In all the housing nucleus, society is formed and organized. Hence the concept of Living Housing Organisms, because we intend home as alive thing, part of nature. We create this organic skin, just as we are organic, we and the world around us. The birth of such a company within Cittadellarte is a statement of commitment that art and architecture are in the process of responsible social transformation.
CB: How is it possible to imagine for eco-architecture a role, not merely functional but able to stimulate thought and reflection on the contemporary world?
EB/TM: What Nova Civitas suggests is a concrete alternative to the use of materials from the petrochemical industry. We look for eco-compatible products necessary for eco-friendly construction....
...and we are looking to upgrade an architecture which becomes ethically, culturally and technically deeply committed to returning the territory, the city and house, to be a living organism again, part of a larger ecological system that seeks for balance: a “slow-tech” architecture, less technology and more simplicity, a beautiful (aesthetic sustainability) clean (environmental sustainability) and right (social sustainability) architecture. We think that this ethic is perfectly in line with the problems and the expectations of the contemporary culture and society....
CB: Does it make sense to you to propose a return to the past, and to traditional materials while the world is increasingly spreading an “international style” buildings which are not required to give a more aesthetic strong bond with the culture of the place where built?
EB/TM: Through careful and not nostalgic reading of history and tradition of good build, you can resume an interrupted technology path, giving practicality to a forgotten wisdom and recovering, with contemporary instruments, to give simple answers to basic needs such as living healthily. The sustainability of a material is defined in relation to reducing the minimum terms of its environmental impact related to the life cycle. In short, a material is much more sustainable because the less the energy consumption and waste, and this applies to all stages,...

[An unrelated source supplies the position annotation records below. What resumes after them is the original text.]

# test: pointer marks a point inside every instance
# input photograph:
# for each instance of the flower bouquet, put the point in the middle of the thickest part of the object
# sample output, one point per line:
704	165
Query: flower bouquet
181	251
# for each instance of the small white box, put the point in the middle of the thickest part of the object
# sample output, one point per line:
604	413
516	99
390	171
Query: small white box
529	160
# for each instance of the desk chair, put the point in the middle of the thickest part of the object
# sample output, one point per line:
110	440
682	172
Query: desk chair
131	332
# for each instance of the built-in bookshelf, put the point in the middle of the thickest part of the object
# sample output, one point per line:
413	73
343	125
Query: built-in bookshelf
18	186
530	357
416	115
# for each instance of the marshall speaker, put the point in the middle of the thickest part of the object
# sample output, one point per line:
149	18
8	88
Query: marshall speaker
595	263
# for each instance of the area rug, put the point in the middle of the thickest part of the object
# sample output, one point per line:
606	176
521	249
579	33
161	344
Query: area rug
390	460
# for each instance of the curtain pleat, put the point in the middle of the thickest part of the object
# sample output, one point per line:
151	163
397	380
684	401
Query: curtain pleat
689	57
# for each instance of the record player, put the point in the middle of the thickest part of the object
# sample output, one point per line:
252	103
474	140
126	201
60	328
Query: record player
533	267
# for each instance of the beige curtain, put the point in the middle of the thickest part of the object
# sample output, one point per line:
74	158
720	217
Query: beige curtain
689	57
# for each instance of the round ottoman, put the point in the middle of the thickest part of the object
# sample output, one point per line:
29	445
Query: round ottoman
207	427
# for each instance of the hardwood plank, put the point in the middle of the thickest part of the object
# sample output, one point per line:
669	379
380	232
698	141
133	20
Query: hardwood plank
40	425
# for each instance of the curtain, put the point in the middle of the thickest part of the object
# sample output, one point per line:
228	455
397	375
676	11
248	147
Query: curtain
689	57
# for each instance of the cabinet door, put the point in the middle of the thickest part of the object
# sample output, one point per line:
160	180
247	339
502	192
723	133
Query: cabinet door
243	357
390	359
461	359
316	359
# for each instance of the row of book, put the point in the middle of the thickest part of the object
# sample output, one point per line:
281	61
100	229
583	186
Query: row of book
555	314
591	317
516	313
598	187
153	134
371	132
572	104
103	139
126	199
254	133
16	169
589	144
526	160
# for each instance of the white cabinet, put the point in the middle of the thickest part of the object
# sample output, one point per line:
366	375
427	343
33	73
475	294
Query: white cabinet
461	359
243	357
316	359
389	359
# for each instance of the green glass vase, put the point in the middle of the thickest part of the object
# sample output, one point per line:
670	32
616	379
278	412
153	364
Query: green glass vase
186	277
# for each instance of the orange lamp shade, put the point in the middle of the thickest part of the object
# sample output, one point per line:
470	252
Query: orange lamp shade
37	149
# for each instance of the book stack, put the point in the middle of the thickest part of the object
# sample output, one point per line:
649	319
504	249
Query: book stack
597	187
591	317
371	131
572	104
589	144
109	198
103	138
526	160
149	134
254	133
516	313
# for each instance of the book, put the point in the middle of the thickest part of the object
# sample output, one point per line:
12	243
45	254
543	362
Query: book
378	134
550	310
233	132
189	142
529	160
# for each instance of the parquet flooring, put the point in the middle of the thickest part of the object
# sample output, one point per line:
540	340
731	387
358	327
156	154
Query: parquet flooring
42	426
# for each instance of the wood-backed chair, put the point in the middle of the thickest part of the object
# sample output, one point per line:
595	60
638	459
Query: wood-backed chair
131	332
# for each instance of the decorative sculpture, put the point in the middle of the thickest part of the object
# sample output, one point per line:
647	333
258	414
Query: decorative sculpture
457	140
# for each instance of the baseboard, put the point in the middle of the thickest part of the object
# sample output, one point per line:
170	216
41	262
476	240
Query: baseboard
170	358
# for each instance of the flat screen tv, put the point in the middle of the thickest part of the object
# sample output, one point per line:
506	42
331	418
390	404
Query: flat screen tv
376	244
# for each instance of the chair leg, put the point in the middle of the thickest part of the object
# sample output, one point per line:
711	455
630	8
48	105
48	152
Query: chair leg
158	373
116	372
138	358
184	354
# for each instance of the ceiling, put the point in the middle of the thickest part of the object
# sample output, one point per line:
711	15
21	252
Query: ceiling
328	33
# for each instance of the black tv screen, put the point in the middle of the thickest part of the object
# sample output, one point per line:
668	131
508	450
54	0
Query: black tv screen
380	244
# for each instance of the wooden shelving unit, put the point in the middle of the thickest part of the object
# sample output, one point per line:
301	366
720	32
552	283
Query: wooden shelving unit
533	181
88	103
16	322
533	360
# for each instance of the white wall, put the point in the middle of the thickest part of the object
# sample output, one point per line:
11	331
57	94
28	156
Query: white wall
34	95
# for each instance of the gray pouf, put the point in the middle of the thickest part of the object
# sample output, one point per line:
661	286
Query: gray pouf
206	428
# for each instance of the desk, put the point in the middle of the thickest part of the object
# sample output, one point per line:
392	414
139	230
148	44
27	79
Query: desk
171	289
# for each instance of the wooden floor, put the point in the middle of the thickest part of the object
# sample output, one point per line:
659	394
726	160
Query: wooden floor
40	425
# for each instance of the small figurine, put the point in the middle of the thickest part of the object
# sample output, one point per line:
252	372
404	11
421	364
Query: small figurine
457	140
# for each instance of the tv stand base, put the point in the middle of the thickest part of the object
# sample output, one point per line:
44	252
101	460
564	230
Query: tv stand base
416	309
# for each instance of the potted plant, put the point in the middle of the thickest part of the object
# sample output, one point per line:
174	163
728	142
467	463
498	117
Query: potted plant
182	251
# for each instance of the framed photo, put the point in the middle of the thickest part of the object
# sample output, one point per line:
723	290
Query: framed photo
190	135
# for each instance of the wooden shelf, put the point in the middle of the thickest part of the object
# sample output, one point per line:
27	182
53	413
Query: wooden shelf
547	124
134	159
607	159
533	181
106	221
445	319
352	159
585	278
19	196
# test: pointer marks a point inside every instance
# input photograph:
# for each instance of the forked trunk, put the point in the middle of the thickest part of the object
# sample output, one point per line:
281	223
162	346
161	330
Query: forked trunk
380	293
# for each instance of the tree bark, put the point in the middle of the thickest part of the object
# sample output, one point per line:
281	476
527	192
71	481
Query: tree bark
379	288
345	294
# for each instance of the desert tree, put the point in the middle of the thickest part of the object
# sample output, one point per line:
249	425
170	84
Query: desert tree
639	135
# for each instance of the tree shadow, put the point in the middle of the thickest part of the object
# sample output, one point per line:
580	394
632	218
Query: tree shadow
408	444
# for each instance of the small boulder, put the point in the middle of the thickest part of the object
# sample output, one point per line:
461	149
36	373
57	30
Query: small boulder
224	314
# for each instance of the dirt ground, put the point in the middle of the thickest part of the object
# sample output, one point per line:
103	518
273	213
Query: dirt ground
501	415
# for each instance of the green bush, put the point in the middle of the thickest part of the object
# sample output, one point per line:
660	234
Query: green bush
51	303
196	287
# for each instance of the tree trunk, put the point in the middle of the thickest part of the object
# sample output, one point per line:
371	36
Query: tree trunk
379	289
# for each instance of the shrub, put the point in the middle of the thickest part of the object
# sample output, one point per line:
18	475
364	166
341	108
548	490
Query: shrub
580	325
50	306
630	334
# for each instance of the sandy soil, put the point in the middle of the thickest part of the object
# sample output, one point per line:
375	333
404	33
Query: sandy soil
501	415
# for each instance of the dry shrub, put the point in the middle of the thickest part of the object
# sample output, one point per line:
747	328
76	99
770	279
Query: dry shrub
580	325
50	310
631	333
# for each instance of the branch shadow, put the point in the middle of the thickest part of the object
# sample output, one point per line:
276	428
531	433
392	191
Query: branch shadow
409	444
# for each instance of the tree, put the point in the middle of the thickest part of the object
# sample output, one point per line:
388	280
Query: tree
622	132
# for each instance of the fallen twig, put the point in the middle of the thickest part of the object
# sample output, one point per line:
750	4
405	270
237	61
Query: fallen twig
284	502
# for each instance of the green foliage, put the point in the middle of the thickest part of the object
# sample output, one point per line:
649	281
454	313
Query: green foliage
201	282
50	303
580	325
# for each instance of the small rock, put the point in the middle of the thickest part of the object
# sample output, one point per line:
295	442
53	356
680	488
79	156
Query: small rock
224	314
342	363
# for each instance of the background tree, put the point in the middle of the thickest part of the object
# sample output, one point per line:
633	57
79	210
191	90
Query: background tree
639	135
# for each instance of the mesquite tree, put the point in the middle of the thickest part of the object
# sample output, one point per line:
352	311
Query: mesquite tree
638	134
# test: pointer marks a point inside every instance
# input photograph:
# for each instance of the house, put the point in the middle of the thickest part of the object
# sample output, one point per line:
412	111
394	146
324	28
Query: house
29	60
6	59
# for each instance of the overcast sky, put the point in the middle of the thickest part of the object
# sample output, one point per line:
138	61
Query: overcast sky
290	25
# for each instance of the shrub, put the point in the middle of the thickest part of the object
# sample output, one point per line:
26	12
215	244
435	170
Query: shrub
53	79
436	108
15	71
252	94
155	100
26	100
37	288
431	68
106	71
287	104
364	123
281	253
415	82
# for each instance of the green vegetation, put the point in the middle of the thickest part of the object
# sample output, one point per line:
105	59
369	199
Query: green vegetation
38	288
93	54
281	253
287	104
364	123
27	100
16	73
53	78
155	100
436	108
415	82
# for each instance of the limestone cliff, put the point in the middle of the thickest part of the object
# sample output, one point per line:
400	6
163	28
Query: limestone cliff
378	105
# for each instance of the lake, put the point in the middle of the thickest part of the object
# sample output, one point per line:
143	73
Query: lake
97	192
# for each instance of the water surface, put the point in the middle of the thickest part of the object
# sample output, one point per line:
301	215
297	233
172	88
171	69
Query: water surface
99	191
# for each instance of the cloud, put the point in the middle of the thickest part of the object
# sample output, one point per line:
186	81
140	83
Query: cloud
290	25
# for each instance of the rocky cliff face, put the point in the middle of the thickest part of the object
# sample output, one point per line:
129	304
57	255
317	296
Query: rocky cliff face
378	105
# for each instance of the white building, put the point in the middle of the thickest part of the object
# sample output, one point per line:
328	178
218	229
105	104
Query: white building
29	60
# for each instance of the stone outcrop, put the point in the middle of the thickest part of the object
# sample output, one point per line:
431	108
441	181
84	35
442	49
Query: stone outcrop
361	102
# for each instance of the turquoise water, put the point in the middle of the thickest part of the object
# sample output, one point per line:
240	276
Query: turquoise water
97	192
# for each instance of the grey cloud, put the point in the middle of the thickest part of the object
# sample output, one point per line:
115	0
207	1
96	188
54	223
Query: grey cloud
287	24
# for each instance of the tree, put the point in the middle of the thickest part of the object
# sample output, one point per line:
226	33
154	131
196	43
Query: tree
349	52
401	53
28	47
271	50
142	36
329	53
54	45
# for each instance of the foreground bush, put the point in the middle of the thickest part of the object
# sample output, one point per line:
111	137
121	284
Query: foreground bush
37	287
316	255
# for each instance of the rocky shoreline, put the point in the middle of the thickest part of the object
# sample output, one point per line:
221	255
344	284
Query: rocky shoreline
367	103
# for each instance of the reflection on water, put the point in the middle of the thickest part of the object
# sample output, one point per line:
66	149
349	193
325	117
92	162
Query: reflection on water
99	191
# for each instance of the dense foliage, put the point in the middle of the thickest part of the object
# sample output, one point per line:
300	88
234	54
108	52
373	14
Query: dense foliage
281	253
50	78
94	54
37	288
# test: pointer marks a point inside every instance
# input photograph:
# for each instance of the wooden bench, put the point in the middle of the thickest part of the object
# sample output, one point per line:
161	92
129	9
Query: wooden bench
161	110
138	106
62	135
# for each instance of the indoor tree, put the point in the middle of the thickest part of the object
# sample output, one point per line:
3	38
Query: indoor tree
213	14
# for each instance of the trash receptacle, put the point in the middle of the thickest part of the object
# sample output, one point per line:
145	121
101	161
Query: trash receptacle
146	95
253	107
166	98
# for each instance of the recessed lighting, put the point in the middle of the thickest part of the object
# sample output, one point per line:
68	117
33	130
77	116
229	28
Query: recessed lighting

... from extraction of raw materials to the realization, by cycles of intermediate processing packaging, transportation and distribution, use and consumption and possible reuse or recycling, and lately for its disposal.
CB: Statistics show that one billion people around the world now live in city slums and their numbers are set to double over the next 25 years. Sustainable architecture can play a role in the design of these areas and homes?
EB/TM: The respect for humankind and for the environment in sustainable project planning can be exercised in many different ways. We aim at improving people’s quality of life, looking to satisfy the needs of wellbeing that are both physical and psychological, and that’s possible by putting first the lives of those living and their safeguard now and in the future.
Using eco-compatible and preferably local materials of natural origin or recycled, a lot can be done to change this, especially in the developing countries where raw naturals materials are abundant and energy is in shortage. We can call it a sort of dematerialisation: less materials in order to obtain the same or better efficiency.